Who has control me (good) or you (bad)?

image: "trust"In our virtual teams training [Ed: at Global Integration], we often talk about the right balance of trust and control for a team. We run an exercise with a grid on the floor asking people to move around in answer to different questions about their personal preferences and their response to different business situations.

When offered the opportunity to work in a high trust or high control environment, 80% or more of people around the world choose the high trust option. But when we probe them about what having high trust means to them it is very often about them having control rather than someone else.

Most people like to be in control, but few people like to be controlled. So perhaps the question isn’t about control and trust but more about where trust is actually exercised.

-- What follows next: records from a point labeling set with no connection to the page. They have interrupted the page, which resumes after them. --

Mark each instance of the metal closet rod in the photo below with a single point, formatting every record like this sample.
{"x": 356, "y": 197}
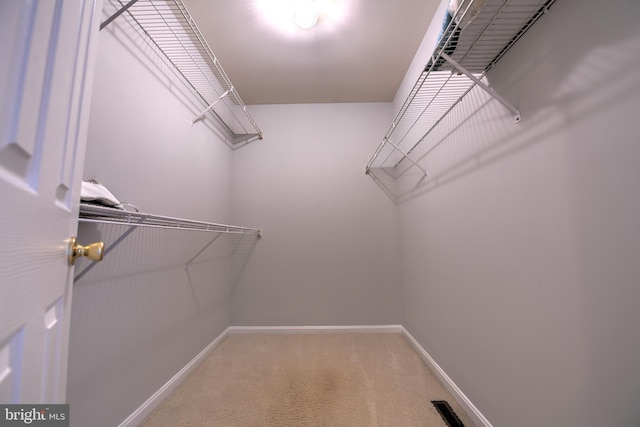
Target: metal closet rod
{"x": 104, "y": 215}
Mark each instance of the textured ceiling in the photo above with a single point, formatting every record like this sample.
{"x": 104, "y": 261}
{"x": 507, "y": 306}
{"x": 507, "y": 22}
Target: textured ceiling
{"x": 360, "y": 54}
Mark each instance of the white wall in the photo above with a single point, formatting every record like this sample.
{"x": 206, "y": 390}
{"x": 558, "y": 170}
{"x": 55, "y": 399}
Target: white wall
{"x": 328, "y": 255}
{"x": 520, "y": 255}
{"x": 138, "y": 316}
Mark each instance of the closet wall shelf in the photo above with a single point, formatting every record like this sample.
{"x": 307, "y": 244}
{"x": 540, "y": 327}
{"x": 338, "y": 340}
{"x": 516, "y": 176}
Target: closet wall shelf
{"x": 104, "y": 215}
{"x": 170, "y": 28}
{"x": 478, "y": 34}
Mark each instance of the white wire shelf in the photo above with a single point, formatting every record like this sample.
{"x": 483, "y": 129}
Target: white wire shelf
{"x": 171, "y": 29}
{"x": 458, "y": 64}
{"x": 105, "y": 215}
{"x": 133, "y": 220}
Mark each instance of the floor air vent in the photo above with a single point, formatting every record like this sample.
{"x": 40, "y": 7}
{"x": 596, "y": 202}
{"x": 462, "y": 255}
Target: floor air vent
{"x": 447, "y": 413}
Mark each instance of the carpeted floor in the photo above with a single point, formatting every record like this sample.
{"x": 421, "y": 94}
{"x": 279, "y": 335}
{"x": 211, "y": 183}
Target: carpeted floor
{"x": 308, "y": 380}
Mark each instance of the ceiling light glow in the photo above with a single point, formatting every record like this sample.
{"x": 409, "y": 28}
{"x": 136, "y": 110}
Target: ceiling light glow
{"x": 305, "y": 13}
{"x": 291, "y": 16}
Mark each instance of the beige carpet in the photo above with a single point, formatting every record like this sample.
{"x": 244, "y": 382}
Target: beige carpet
{"x": 308, "y": 380}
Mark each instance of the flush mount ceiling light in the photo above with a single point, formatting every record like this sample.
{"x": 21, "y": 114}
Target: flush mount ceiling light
{"x": 291, "y": 16}
{"x": 305, "y": 13}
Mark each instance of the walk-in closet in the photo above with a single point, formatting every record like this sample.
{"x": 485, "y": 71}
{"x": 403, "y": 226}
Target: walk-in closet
{"x": 429, "y": 217}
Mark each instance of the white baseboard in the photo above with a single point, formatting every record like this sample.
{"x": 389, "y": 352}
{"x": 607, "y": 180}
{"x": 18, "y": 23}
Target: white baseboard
{"x": 150, "y": 404}
{"x": 455, "y": 391}
{"x": 378, "y": 329}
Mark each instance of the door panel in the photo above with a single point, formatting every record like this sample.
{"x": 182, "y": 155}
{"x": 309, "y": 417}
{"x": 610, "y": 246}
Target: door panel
{"x": 43, "y": 118}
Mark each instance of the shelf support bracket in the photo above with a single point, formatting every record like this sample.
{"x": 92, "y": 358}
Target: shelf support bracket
{"x": 188, "y": 263}
{"x": 118, "y": 13}
{"x": 211, "y": 106}
{"x": 486, "y": 88}
{"x": 406, "y": 156}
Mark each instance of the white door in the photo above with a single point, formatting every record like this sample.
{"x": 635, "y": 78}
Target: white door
{"x": 46, "y": 61}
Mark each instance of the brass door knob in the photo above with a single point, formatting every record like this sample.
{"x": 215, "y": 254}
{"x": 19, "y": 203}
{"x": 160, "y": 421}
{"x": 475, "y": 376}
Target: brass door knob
{"x": 94, "y": 251}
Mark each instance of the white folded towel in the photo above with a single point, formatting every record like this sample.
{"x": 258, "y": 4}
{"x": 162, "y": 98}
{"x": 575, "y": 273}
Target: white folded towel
{"x": 93, "y": 191}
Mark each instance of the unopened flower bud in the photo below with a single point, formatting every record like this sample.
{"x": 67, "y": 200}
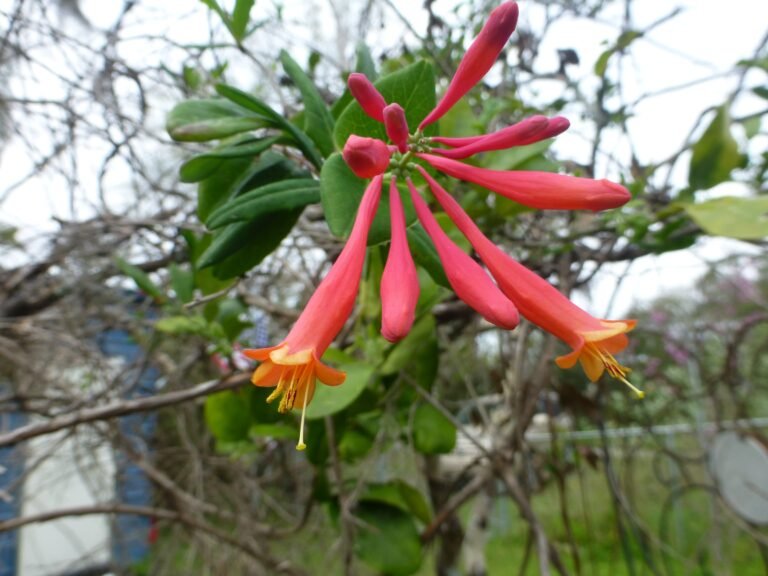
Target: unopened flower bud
{"x": 367, "y": 157}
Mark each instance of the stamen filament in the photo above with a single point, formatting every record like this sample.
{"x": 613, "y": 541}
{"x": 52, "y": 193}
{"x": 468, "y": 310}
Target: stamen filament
{"x": 301, "y": 445}
{"x": 614, "y": 369}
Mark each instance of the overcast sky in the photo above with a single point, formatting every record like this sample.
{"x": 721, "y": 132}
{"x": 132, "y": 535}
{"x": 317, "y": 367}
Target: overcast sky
{"x": 703, "y": 41}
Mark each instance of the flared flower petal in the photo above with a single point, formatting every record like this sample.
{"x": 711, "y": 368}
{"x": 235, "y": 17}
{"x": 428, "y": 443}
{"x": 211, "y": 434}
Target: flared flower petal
{"x": 396, "y": 126}
{"x": 478, "y": 59}
{"x": 542, "y": 190}
{"x": 467, "y": 277}
{"x": 366, "y": 157}
{"x": 594, "y": 341}
{"x": 530, "y": 130}
{"x": 400, "y": 282}
{"x": 294, "y": 365}
{"x": 370, "y": 99}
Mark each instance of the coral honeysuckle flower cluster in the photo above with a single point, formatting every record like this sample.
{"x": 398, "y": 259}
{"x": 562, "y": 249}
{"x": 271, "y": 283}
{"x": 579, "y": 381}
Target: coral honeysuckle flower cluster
{"x": 295, "y": 364}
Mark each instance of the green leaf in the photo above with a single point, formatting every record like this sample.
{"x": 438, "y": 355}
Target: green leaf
{"x": 601, "y": 64}
{"x": 196, "y": 325}
{"x": 425, "y": 255}
{"x": 387, "y": 539}
{"x": 743, "y": 218}
{"x": 203, "y": 120}
{"x": 222, "y": 185}
{"x": 412, "y": 87}
{"x": 332, "y": 399}
{"x": 230, "y": 312}
{"x": 341, "y": 192}
{"x": 192, "y": 78}
{"x": 433, "y": 433}
{"x": 238, "y": 175}
{"x": 239, "y": 247}
{"x": 622, "y": 42}
{"x": 716, "y": 154}
{"x": 318, "y": 122}
{"x": 182, "y": 282}
{"x": 400, "y": 494}
{"x": 240, "y": 16}
{"x": 204, "y": 165}
{"x": 227, "y": 415}
{"x": 275, "y": 197}
{"x": 142, "y": 280}
{"x": 276, "y": 120}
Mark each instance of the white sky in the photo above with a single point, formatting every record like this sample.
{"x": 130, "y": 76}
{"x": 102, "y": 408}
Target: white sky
{"x": 707, "y": 38}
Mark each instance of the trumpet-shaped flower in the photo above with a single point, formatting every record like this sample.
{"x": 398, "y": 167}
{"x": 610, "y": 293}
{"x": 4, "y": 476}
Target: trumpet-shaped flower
{"x": 467, "y": 278}
{"x": 399, "y": 282}
{"x": 542, "y": 190}
{"x": 478, "y": 59}
{"x": 294, "y": 365}
{"x": 593, "y": 341}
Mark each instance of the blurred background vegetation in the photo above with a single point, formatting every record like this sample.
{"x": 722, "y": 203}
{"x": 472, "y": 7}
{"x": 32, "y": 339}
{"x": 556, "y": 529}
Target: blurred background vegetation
{"x": 137, "y": 140}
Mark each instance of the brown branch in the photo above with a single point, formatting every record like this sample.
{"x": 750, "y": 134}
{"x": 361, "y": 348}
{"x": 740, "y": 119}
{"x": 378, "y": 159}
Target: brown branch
{"x": 121, "y": 408}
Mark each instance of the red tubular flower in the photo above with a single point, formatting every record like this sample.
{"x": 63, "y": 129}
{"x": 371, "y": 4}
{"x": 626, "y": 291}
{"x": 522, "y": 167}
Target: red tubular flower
{"x": 294, "y": 365}
{"x": 370, "y": 99}
{"x": 594, "y": 341}
{"x": 530, "y": 130}
{"x": 542, "y": 190}
{"x": 366, "y": 157}
{"x": 478, "y": 59}
{"x": 396, "y": 126}
{"x": 400, "y": 282}
{"x": 467, "y": 278}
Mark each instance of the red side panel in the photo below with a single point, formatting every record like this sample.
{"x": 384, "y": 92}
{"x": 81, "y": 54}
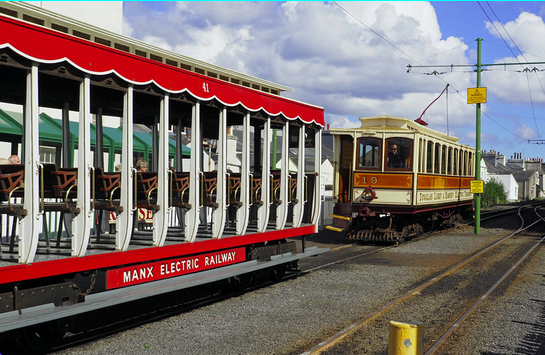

In a leader and follower relationshi,p this is an important perspective. In order to give away control, the leader needs to have trust. In order to earn the right to exercise control, a follower needs to have built confidence in the leader. Trust is an essential enabler of empowerment and decentralized control.

Unfortunately, today’s complex organizations make trust harder to build. We have more limited face-to-face time together and communication across cultures and through technology can introduce misunderstandings. It can also be harder to recognize and solve trust problems in a distributed team when people rarely get face-to-face. Someone who’s very frustrated on a conference call may just put their colleague on hold for a minute and complain to a colleague rather than be explicit about the problem.

In manufacturing, the Japanese quality revolution led to decentralization of control of product quality. Instead of sending a product to quality control for checking, we gave the operators online the skills, information and authority to monitor their own quality. Quality improved, cost reduced and job satisfaction increased – everybody won!

Trust building is different in distributed virtual and global organizations. It needs to be an explicit part of a leader’s toolkit. It used to be free by-product of proximity, but today we need to organize for it.

And don’t forget that it is always two-way. When I speak to individuals who don’t feel empowered, or who even feel micromanaged, I always ask them “What have you done to earn the right to be left alone?” If we don’t make our bosses feel confident in our competence and responsiveness, then why on earth would they give us more autonomy?

Trust and control are two sides of the same coin. If I trust you only to control you, and the more I control you the more I undermine trust, the critical question will be: “who gets to exercise the control?”